Numbers and Equations

For those writing technical documents, the advice for how to deal with numbers and equations can be confusing. To that end, we have gathered several resources for you to use.


Article:  Using Numbers in Technical Documents by Celia Mathews Elliot

Slide article: Writing Numbers in Technical Documents by Celia Mathew Elliot


The inclusion of equations should promote the validity of your work to the audience. Their presence should not slow down comprehension of the material.  To that end, there are certain traditions that have developed around how to format equations in written technical work.

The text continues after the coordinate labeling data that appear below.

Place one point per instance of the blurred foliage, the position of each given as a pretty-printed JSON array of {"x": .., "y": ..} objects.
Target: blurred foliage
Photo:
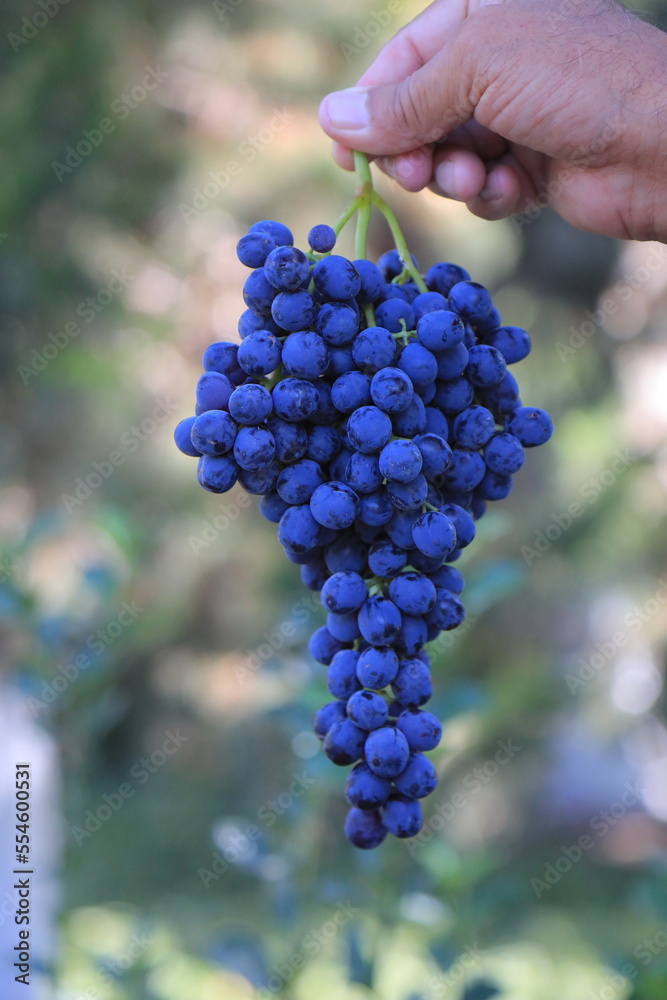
[{"x": 166, "y": 898}]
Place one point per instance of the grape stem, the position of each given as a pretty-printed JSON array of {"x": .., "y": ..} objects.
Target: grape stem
[{"x": 365, "y": 197}]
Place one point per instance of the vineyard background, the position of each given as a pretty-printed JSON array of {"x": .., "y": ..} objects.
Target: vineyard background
[{"x": 157, "y": 633}]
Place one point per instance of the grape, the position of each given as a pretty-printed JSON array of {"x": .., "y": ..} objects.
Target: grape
[
  {"x": 470, "y": 300},
  {"x": 322, "y": 238},
  {"x": 374, "y": 420},
  {"x": 377, "y": 667},
  {"x": 373, "y": 349},
  {"x": 217, "y": 473},
  {"x": 223, "y": 357},
  {"x": 418, "y": 779},
  {"x": 512, "y": 341},
  {"x": 504, "y": 454},
  {"x": 442, "y": 277},
  {"x": 324, "y": 443},
  {"x": 363, "y": 788},
  {"x": 344, "y": 743},
  {"x": 297, "y": 483},
  {"x": 434, "y": 534},
  {"x": 214, "y": 391},
  {"x": 328, "y": 716},
  {"x": 336, "y": 323},
  {"x": 295, "y": 399},
  {"x": 305, "y": 355},
  {"x": 342, "y": 673},
  {"x": 412, "y": 684},
  {"x": 530, "y": 425},
  {"x": 250, "y": 404},
  {"x": 428, "y": 302},
  {"x": 372, "y": 281},
  {"x": 287, "y": 269},
  {"x": 402, "y": 817},
  {"x": 486, "y": 366},
  {"x": 279, "y": 232},
  {"x": 298, "y": 531},
  {"x": 408, "y": 496},
  {"x": 334, "y": 505},
  {"x": 344, "y": 592},
  {"x": 362, "y": 472},
  {"x": 183, "y": 437},
  {"x": 254, "y": 447},
  {"x": 387, "y": 751},
  {"x": 400, "y": 461},
  {"x": 350, "y": 391},
  {"x": 419, "y": 365},
  {"x": 364, "y": 828},
  {"x": 369, "y": 429},
  {"x": 395, "y": 315},
  {"x": 386, "y": 559},
  {"x": 422, "y": 731},
  {"x": 293, "y": 311},
  {"x": 473, "y": 427},
  {"x": 412, "y": 593},
  {"x": 258, "y": 292},
  {"x": 253, "y": 248},
  {"x": 336, "y": 278},
  {"x": 259, "y": 353},
  {"x": 392, "y": 390},
  {"x": 367, "y": 710}
]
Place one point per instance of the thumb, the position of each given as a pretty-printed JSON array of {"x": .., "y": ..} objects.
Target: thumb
[{"x": 388, "y": 119}]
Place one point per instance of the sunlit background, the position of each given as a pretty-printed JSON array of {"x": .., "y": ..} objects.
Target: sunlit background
[{"x": 187, "y": 831}]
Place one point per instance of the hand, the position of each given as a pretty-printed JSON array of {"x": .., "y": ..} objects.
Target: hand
[{"x": 508, "y": 105}]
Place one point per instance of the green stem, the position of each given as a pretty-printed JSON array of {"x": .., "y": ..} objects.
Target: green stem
[
  {"x": 347, "y": 215},
  {"x": 361, "y": 237},
  {"x": 399, "y": 240},
  {"x": 369, "y": 313}
]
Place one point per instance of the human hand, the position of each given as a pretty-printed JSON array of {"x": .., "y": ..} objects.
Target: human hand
[{"x": 499, "y": 103}]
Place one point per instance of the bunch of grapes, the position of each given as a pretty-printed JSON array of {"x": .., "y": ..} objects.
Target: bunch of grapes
[{"x": 372, "y": 410}]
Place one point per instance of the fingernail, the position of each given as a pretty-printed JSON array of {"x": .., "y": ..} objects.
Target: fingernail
[
  {"x": 348, "y": 109},
  {"x": 491, "y": 190},
  {"x": 406, "y": 164}
]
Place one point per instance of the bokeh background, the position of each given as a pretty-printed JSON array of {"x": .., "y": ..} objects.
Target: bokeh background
[{"x": 187, "y": 832}]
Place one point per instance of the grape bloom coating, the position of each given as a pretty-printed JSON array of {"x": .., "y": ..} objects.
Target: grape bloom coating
[{"x": 372, "y": 410}]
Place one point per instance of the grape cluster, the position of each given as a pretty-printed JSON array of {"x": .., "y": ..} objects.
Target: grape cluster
[{"x": 373, "y": 411}]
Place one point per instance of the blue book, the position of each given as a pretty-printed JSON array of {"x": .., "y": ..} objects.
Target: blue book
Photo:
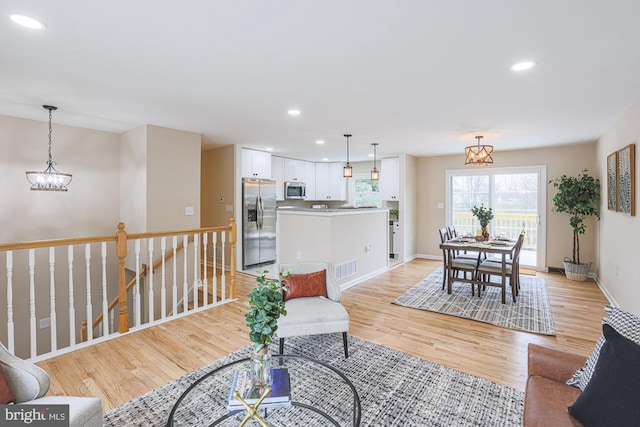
[{"x": 280, "y": 390}]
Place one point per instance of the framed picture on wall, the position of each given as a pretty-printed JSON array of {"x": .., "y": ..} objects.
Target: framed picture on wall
[
  {"x": 612, "y": 181},
  {"x": 626, "y": 180}
]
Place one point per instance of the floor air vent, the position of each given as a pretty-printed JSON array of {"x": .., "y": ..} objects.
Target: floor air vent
[{"x": 346, "y": 269}]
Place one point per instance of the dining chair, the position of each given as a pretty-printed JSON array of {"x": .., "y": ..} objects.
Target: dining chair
[
  {"x": 452, "y": 234},
  {"x": 457, "y": 264},
  {"x": 487, "y": 268}
]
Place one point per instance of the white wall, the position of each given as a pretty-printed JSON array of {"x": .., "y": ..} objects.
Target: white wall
[{"x": 617, "y": 247}]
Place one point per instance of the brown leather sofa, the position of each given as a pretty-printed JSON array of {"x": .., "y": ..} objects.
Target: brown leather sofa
[{"x": 547, "y": 396}]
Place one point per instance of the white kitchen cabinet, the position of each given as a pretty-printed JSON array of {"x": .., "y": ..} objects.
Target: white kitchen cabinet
[
  {"x": 330, "y": 184},
  {"x": 310, "y": 179},
  {"x": 390, "y": 179},
  {"x": 294, "y": 170},
  {"x": 277, "y": 174},
  {"x": 256, "y": 164}
]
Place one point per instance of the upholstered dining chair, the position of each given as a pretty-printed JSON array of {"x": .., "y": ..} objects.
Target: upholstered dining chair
[
  {"x": 28, "y": 383},
  {"x": 464, "y": 265},
  {"x": 312, "y": 303}
]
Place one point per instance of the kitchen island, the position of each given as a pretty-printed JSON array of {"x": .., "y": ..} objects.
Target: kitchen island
[{"x": 354, "y": 241}]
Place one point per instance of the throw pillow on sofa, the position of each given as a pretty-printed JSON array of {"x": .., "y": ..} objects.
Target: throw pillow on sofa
[
  {"x": 612, "y": 396},
  {"x": 625, "y": 323}
]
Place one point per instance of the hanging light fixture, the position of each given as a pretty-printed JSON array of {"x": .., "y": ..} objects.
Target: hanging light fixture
[
  {"x": 50, "y": 179},
  {"x": 375, "y": 175},
  {"x": 478, "y": 155},
  {"x": 347, "y": 170}
]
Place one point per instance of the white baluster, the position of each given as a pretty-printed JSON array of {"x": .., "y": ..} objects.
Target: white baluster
[
  {"x": 196, "y": 250},
  {"x": 150, "y": 276},
  {"x": 105, "y": 302},
  {"x": 163, "y": 291},
  {"x": 52, "y": 298},
  {"x": 214, "y": 276},
  {"x": 175, "y": 276},
  {"x": 87, "y": 263},
  {"x": 72, "y": 309},
  {"x": 32, "y": 301},
  {"x": 223, "y": 282},
  {"x": 185, "y": 284},
  {"x": 205, "y": 282},
  {"x": 137, "y": 316},
  {"x": 10, "y": 330}
]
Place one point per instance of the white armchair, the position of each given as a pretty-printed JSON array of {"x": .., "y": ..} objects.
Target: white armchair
[
  {"x": 29, "y": 384},
  {"x": 314, "y": 315}
]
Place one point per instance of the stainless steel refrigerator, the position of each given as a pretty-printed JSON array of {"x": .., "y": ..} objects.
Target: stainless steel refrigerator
[{"x": 258, "y": 222}]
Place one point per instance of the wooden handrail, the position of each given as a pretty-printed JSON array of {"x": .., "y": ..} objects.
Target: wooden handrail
[
  {"x": 143, "y": 273},
  {"x": 121, "y": 239}
]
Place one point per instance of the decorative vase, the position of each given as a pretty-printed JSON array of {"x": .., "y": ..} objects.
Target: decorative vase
[
  {"x": 577, "y": 272},
  {"x": 485, "y": 233},
  {"x": 261, "y": 368}
]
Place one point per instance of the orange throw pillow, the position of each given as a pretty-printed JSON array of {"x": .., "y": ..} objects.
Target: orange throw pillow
[
  {"x": 5, "y": 394},
  {"x": 306, "y": 285}
]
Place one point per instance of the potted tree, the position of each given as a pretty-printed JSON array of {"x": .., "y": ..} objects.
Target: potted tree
[
  {"x": 265, "y": 306},
  {"x": 578, "y": 196},
  {"x": 484, "y": 215}
]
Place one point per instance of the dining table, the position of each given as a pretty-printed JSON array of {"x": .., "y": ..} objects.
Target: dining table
[{"x": 503, "y": 247}]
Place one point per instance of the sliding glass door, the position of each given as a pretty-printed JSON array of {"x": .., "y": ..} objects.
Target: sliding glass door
[{"x": 517, "y": 197}]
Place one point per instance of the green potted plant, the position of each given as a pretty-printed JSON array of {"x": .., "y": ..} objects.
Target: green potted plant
[
  {"x": 484, "y": 215},
  {"x": 265, "y": 306},
  {"x": 578, "y": 196}
]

  • You can include short equations inside of a sentence without special formatting or extra spacing. Some publishing venues prefer that you italicize such equations to set them apart from the regular wording of the paragraph.
  • Longer equations should be set apart, outside of the sentence or paragraph. Usually, this is done by creating a blank line, then centering the equation on the next line. After the equation, insert another blank line for readability. See Figure 1, below.
  • After the equation, you should define any symbols, etc. Begin that sentence with the word “where” to signal your reader. See Figure 1, below.
  • If your equation is so long that it breaks onto a second+ line, format it so that the line cuts off before a mathematical sign (+, – =, or x). Then, on the new line, begin with that mathematical sign.
  • Number any equation that will be used again within the written work. This is commonly done by inserting a number in parentheses or square brackets on the right margin. See Figure 1, below.
  • Do not ever let a long equation be split over two pages, if possible.